Suas propriedades medicinais são vastas. “Possuem ações antisséptica, tônica, anti-inflamatória e analgésica, além de propriedades antimalárica, digestiva, estomacal e antimicrobiana. Atuam também como calmante, relaxante, vermífugo, antioxidante e antiespasmódico”, revela Rogério.
A ‘Artemisia annua’ é a fonte da artemisinina, base dos antimaláricos recomendados pela Organização Mundial de Saúde (OMS), possuindo também ação anti-inflamatória, antiviral e antitumoral
Kristian Peters/Wikimedia Commons
Em relação à distinção das espécies, Crys enfatiza o valor comercial da planta. “A Artemisia vulgaris é a espécie mais utilizada e geralmente encontrada na forma desidratada. Suas folhas possuem um cheiro característico”, ela observa.
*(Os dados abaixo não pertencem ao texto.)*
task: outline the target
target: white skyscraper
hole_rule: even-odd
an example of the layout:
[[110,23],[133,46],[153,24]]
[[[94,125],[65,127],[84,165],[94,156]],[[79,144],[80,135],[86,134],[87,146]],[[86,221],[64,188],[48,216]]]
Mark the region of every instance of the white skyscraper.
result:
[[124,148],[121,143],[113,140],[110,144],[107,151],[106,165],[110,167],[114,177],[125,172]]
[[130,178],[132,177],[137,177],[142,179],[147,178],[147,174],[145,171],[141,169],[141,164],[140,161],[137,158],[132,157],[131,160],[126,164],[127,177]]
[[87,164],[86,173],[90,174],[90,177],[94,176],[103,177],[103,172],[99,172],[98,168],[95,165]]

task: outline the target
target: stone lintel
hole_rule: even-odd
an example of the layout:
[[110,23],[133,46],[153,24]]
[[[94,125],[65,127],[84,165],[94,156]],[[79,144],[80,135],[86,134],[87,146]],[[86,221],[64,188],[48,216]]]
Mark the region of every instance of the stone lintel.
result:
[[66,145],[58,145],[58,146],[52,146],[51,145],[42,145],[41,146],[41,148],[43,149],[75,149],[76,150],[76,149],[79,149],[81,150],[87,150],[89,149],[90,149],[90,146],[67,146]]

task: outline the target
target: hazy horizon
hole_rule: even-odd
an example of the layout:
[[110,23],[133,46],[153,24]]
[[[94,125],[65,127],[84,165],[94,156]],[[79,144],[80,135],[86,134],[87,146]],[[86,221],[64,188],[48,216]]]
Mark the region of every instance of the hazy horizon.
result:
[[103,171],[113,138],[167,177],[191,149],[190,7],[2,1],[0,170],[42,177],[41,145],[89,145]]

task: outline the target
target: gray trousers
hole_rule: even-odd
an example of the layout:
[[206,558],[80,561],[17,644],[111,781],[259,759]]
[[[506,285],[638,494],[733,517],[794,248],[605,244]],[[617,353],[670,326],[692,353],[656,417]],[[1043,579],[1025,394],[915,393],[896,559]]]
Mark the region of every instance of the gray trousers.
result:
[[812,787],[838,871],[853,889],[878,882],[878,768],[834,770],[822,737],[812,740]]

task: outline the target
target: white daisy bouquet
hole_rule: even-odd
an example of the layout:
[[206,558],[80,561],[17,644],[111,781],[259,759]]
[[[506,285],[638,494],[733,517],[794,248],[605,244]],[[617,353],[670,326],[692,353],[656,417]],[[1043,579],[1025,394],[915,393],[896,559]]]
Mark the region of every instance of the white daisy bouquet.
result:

Quanto ao preparo, Rogério sugere: “as folhas secas da planta A. annua ou A. vulgaris podem ser preparadas na proporção de uma colher de chá por xícara de água fervente, deixando-as em infusão por alguns minutos. Além do chá, a artemísia pode ser usada também em compressas (extrato) contra dores e em óleos para massagens”.
Leia mais
Cuidados e contraindicações
Embora o gênero Artemisia possua alto valor medicinal, seu uso exige cautela devido à presença de compostos neurotóxicos em certas espécies.
“Devido às potentes propriedades, o uso deve ser moderado e, se possível, orientado por um profissional de saúde, especialmente em casos de gravidez, amamentação ou uso de outros medicamentos, para evitar efeitos colaterais ou interações”, alerta Rogério.